This Week in 1935: 2-8 June

2-8 June:

On the 7th June the prime minister, Ramsay Macdonald, retired due to ill health and was replaced by Stanley Baldwin. Below are three news-stories I thought were also worth a mention:

Courage of the War-Blinded – The Prince of Wales attended a Silver Jubilee reunion held at the Royal Albert Hall for the war-blinded men of St. Dunstan’s resident in London and the Home Counties. The Times reported that, ‘throughout the country there are now about 2,000 cases of lost sight as a result of active service in the War (WW1), and practically all of the men are under the care of St. Dunstan’s.’

A Lincoln Ghost – In March a girl was returning from a late dance and saw a figure in white standing under a street lamp. As she approached, the figure, extending at arm’s length the white garment which was being worn, started bowing towards her. She thought it was a ghost and was afraid. The Times reported that when she was seen by the police shortly afterward, ‘she was in a state of absolute terror.’ It turned out that this ghost was a Mr. Arthur Barlow. The 27-year old man was arrested on the 4th of June charged with stealing women’s clothing from the house where he lodged. According to the Chief Constable, Mr. W. S. Hughes, Barlow had been a source of annoyance in the town for some time by appearing in quiet public places dressed in women’s clothes and frightening women and girls. In his statement Barlow claimed that he had, ‘no intention of stealing the clothes, but had only borrowed them to dress up as a woman.’

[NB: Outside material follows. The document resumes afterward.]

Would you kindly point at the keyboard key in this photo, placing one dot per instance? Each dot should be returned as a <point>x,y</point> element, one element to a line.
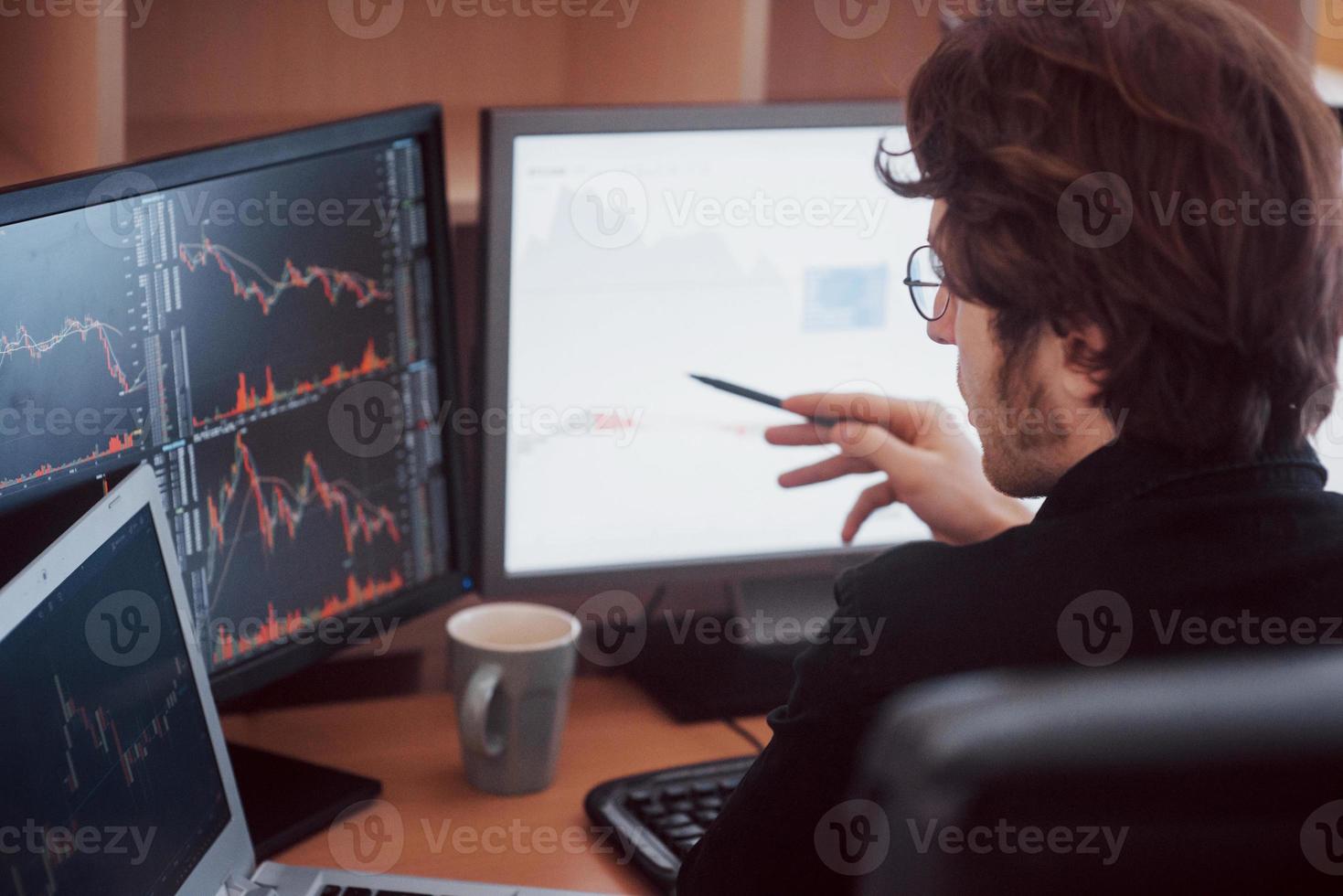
<point>684,832</point>
<point>685,845</point>
<point>672,821</point>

The Kidnapping at Tacoma – The police-hunt was on for the men who kidnapped poor young George Weyerhaeuser (see previous ‘This Week in 1935’ post). Federal agents suspected that the Karpis gang, who had kidnapped Mr. Bremer, a banker, in the January of 1934, were responsible for the crime. One of the gang, a man named Volney Davis, had been arrested in Chicago and it was hoped that he would be able to throw some light on the case.